Et une décénie pour Cit’ergie

Mots clés : Etat et collectivités locales

Dans le cadre des Assises européennes de la transition énergétique, l’Agence de l’environnement et de la maitrise de l’énergie a décerné le 31 janvier à Genève les labels Cit’ergie de l’année. Ces récompenses saluent les actions menées par des collectivités contre le réchauffement climatique.

Clou des 19e Assises européennes de la transition énergétique, la remise des labels Cit’ergie s’est tenue le 31 janvier à Genève. Cette déclinaison française des European Energy Award, créée par l’Agence de l’environnement et de la maitrise de l’énergie (Ademe), récompense depuis dix ans des collectivités qui cherchent à réduire leurs émissions de gaz à effet de serre. Cette année, elles étaient 56 à recevoir l’une des trois distinctions existantes : 28 ont obtenu l’appellation « CAP Cit’ergie » et 36 le grade supérieur de « Cit’ergie ».

La Collectivité urbaine de Dunkerque et la Ville de Besançon ont quant à elles décroché le « Cit’ergie Gold ». A ces primés s’ajoutent 65 autres candidates qui se sont engagées dans ce processus. « Ces 131 collectivités représentent une population de 15 millions de personnes, souligne Bruno Léchevin, président de l’Ademe. Malgré son exigence, cette démarche plait. Nous avons su adapter l’outil à son public. »
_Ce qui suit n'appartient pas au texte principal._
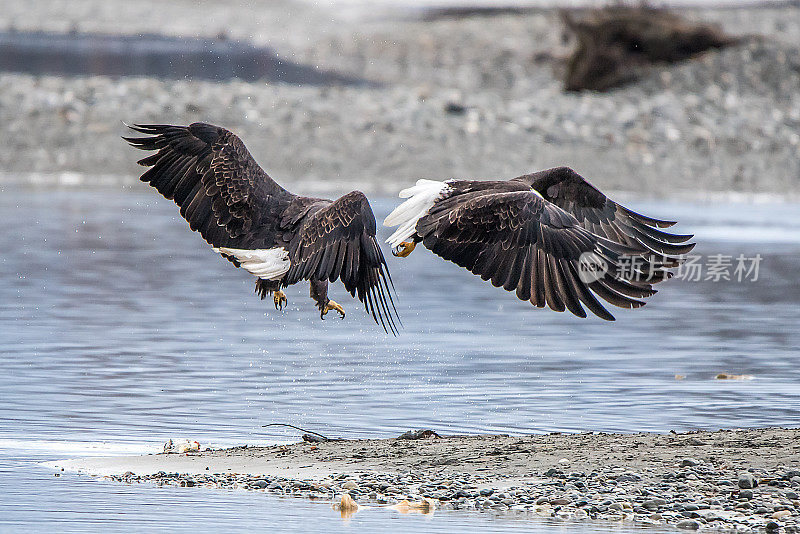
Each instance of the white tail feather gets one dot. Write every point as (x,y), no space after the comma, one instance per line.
(268,264)
(420,199)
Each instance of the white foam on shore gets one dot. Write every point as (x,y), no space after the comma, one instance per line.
(78,448)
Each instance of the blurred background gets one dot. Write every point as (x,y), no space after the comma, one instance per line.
(378,94)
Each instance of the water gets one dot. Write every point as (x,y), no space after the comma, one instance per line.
(162,56)
(120,329)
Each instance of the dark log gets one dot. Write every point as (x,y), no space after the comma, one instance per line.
(614,44)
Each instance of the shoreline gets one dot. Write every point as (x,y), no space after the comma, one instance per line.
(743,480)
(461,103)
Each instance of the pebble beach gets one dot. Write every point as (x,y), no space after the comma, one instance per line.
(457,97)
(724,481)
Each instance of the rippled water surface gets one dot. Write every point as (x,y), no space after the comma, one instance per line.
(119,325)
Si une entité souhaite se lancer dans cette labellisation, elle doit se tourner vers les Directions régionales de l’Ademe. Après une étude de sa situation énergétique et un temps de réflexion, elle pourra signer une convention de partenariat. « Nos antennes offrent un accompagnement technique, un soutien financier et l’animation d’un réseau d’échange entre les collectivités engagées », indique l’agence publique. Chaque participant est ainsi assisté d’un conseiller Cit’ergie. Ce dernier s’appuie sur un catalogue européen d’actions pour guider les pouvoirs publics locaux dans six domaines : le développement territorial ; le patrimoine immobilier ; les ressources en eau, en énergie, et en assainissement, la mobilité, l’organisation interne, ainsi que la coopération et la communication. « A l’image d’un plan climat énergie et qualité de l’air, c’est un socle de réflexion pour bâtir une société respectueuse de l’environnement », observe Agnès Vignot, adjointe au maire de Besançon, chargé de la transition énergétique.

 

Du temps et des hommes

 

Une fois la demande de labellisation déposée, la collectivité fait l’objet d’un contrôle par un auditeur accrédité. Une commission nationale examine ensuite le dossier. « En interne, cet enjeu motive les équipes », remarque Patrice Vergriete, président de la communauté urbaine de Dunkerque et maire de la ville. Si l’exercice constitue un stimulus intéressant, le sentier de l’écologie n’en reste pas moins long à parcourir. « Depuis 50 ans, chaque majorité à la tête de Dunkerque a tenu compte de ces questions. La situation actuelle de la ville résulte de cette attention », précise-t-il. Par ailleurs, les compétences des dites équipes demeurent un point crucial. « Toutes les innovations technologiques sont dépendantes des personnes qui les manipulent. Nous devons continuer à investir dans l’humain. Nous avons besoin d’experts », rappelle Agnès Vignot. Ce système mériterait également de s’étendre à un champ plus large que l’énergie. L’Ademe travaille à un référentiel similaire pour l’économie circulaire.